London is the home of numerous reputable clearing houses – which are responsible for facilitating the exchange of international payments. LCH, the London based clearing house, plays an integral part in euro-denominated worth $836.6bn and $1.76 trillion in dollar-denominated contracts. Additionally, there are opportunities beyond Europe as the UK is vital in the trading of multiple other currencies: Swiss, Australian, Canadian and around £46bn of Japanese Yen.

Recently, concerns have arisen over the implications for the trillions of pounds’ worth of contracts that could be unaccounted for in the event of a no deal Brexit. Yesterday, the Association for Financial Markets in Europe, an organisation that campaigns for the continents largest banks, penned a public letter to the European Commission’s head of financial stability, calling for the “urgent need…to address risks to financial and market stability” if Britain is to leave the EU with no deal.

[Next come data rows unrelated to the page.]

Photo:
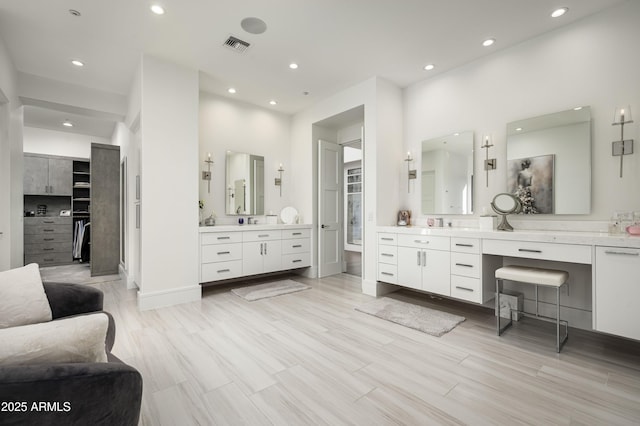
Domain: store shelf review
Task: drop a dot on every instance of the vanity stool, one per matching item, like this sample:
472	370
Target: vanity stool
538	277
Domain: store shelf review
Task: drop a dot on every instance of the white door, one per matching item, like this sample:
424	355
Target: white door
436	272
272	255
410	267
253	257
329	209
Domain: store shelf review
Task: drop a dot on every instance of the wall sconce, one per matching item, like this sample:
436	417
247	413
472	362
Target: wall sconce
279	179
622	147
411	174
206	175
489	163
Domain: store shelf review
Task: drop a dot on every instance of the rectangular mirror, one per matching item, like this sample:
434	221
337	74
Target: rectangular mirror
549	162
245	184
447	174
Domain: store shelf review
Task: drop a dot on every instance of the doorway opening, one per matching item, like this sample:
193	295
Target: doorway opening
352	190
340	199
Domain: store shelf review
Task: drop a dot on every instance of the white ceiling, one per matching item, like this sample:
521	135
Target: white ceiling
337	43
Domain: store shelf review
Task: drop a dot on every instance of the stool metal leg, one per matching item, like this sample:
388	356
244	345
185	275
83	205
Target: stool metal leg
558	319
499	328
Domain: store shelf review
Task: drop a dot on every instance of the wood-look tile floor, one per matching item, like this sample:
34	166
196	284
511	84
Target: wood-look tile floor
309	358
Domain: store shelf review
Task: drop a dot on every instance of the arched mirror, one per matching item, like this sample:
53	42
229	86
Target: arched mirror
505	204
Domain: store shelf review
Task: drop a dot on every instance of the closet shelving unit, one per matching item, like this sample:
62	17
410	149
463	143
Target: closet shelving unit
81	198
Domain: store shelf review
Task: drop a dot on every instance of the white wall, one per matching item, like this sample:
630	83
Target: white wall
11	118
53	142
229	125
169	177
591	62
70	96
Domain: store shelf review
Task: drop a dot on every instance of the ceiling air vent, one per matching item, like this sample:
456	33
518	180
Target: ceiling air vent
236	44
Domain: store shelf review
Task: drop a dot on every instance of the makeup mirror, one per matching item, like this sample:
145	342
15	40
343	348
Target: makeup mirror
505	204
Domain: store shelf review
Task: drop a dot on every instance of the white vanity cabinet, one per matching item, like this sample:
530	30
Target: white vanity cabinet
232	251
617	291
220	256
423	263
388	258
466	270
261	252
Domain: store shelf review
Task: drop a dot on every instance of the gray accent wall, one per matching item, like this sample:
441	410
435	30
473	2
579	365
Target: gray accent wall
105	209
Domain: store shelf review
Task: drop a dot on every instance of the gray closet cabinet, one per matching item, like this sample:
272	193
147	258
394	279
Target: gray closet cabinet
105	209
47	175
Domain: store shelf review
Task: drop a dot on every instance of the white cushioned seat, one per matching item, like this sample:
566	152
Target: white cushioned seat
531	275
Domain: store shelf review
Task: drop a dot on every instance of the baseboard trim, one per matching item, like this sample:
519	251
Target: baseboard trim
162	299
377	289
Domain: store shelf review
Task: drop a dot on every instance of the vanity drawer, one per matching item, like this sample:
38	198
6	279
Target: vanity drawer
574	253
48	238
466	288
48	229
296	233
387	273
47	220
465	264
388	254
220	270
424	241
387	239
220	237
296	260
266	235
221	252
465	245
301	245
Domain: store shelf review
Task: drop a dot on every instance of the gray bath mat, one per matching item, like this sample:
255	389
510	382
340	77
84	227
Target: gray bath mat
418	317
262	291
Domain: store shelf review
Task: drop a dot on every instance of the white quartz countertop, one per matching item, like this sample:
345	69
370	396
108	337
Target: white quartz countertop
561	237
259	227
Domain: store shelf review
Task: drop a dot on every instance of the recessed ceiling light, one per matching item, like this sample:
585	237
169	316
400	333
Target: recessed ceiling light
157	9
253	25
559	12
488	42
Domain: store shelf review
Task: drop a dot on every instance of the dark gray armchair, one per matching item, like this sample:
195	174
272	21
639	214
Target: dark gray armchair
80	393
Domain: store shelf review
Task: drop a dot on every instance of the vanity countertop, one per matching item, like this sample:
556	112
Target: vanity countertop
560	237
258	227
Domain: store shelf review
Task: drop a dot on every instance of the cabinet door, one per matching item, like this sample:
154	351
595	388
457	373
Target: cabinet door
36	175
617	291
436	276
410	267
60	176
252	258
272	256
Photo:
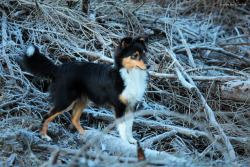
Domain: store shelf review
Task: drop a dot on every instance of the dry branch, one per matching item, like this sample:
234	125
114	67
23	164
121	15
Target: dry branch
208	110
117	146
187	85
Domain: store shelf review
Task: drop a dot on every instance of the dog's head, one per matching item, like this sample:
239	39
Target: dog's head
131	53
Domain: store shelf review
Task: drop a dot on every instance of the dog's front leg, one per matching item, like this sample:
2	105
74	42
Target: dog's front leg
121	127
129	119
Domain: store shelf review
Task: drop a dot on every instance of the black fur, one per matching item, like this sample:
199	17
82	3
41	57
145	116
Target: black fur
100	83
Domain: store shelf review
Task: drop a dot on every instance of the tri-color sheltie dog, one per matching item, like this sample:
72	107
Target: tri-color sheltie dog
74	84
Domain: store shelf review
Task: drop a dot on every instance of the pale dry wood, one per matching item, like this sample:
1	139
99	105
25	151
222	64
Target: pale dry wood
4	43
208	110
149	142
184	83
190	56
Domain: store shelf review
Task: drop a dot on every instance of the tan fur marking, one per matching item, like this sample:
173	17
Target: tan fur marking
78	107
123	100
123	45
129	63
48	120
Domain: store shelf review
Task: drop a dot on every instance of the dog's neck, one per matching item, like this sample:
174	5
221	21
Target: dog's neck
135	82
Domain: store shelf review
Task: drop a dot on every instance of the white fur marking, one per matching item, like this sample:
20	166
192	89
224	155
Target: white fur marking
30	51
121	127
129	119
135	81
46	138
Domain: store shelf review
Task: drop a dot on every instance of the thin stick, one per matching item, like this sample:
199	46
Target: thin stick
208	110
190	56
186	84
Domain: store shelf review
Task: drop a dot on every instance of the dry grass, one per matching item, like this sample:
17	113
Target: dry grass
208	39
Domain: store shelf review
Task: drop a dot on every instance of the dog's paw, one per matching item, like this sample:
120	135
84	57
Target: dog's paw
46	138
131	140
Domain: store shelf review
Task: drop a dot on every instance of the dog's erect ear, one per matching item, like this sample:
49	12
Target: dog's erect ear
142	40
125	42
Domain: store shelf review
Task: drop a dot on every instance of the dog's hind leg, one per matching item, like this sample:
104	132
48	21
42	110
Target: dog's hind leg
49	117
77	111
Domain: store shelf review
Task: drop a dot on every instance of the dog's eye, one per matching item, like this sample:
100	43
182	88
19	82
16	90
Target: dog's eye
135	57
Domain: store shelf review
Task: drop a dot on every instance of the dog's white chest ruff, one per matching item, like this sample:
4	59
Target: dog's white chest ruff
135	82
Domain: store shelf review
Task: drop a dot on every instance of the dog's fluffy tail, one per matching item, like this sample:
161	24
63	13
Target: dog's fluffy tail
37	64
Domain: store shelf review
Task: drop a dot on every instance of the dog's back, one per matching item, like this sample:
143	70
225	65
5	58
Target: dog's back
75	83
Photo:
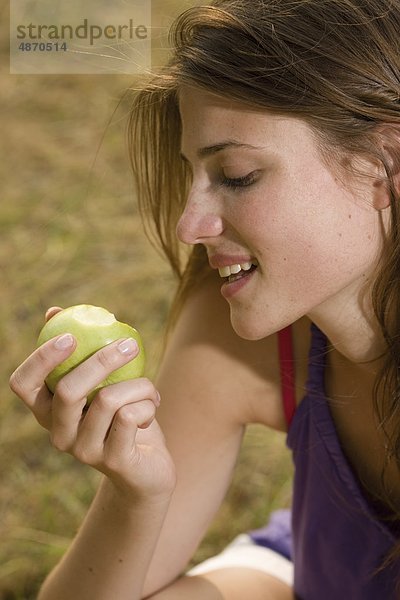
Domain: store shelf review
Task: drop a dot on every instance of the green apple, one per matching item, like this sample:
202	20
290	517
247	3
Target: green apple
93	327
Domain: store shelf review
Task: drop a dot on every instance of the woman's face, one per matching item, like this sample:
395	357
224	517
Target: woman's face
262	194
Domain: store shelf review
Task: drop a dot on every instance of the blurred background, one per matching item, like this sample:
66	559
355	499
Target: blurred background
71	234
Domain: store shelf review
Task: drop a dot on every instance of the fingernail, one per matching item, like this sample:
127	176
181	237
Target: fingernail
128	346
64	342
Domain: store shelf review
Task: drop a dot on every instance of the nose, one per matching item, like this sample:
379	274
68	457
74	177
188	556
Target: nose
200	221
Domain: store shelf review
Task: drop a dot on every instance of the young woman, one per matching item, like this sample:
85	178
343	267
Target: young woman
271	145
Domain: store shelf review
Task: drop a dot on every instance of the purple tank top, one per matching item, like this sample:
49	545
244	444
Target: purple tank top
338	542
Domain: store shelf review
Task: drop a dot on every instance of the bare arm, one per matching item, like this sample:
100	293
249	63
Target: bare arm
211	384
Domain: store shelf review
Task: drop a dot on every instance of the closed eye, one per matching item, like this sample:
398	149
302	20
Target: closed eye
239	182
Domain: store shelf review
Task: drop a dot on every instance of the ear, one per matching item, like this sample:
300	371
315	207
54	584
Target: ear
388	136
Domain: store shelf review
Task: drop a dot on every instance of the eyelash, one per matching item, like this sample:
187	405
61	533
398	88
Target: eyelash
239	182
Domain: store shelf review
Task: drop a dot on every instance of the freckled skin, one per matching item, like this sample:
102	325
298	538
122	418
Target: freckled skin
328	226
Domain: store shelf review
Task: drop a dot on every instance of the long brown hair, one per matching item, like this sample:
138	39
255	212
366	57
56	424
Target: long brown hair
333	63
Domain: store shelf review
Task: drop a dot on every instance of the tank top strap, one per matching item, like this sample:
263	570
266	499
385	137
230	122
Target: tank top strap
285	346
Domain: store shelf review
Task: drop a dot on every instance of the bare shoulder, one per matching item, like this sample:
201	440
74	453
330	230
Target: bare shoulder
244	375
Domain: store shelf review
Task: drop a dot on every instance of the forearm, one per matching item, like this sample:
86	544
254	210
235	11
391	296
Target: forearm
111	554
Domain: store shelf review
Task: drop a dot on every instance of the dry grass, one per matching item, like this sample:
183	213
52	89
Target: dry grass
70	233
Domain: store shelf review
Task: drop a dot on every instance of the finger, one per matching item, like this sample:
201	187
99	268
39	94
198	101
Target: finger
121	439
27	381
95	427
72	390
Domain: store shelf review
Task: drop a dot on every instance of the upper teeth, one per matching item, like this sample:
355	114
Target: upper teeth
234	269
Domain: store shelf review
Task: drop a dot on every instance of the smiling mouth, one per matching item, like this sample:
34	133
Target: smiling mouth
235	272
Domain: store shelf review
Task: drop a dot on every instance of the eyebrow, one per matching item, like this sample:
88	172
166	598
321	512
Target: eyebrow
210	150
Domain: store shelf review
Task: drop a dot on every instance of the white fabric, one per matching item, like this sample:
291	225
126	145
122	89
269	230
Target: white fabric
243	552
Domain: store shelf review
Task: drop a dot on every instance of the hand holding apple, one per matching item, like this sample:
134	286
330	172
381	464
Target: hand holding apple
93	327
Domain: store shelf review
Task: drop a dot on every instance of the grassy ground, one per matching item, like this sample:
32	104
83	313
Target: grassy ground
70	234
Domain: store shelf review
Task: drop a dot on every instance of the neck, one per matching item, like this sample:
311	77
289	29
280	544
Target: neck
352	331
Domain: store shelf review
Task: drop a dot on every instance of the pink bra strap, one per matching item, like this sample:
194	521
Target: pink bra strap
285	344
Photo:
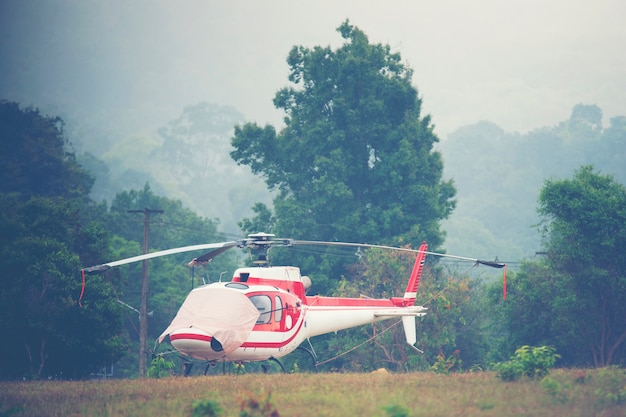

As the UK works tirelessly to prepare for all scenarios, the EU seems reluctant to reciprocate these efforts. The Bank of England, recognising the importance of the UK, has implored European authorities to show willingness in finding a solution. Despite these warnings, in the move that could see mutually-destructive outcomes, the EU has threatened to transfer the principal clearing houses from London to a continental location.

The EU has attempted to use this issue as leverage within negotiations – misunderstanding the complexity of how Europe’s financial sector operates and the significant role that London plays. These developments are yet another example of the EU’s stubbornness to avoid compromise.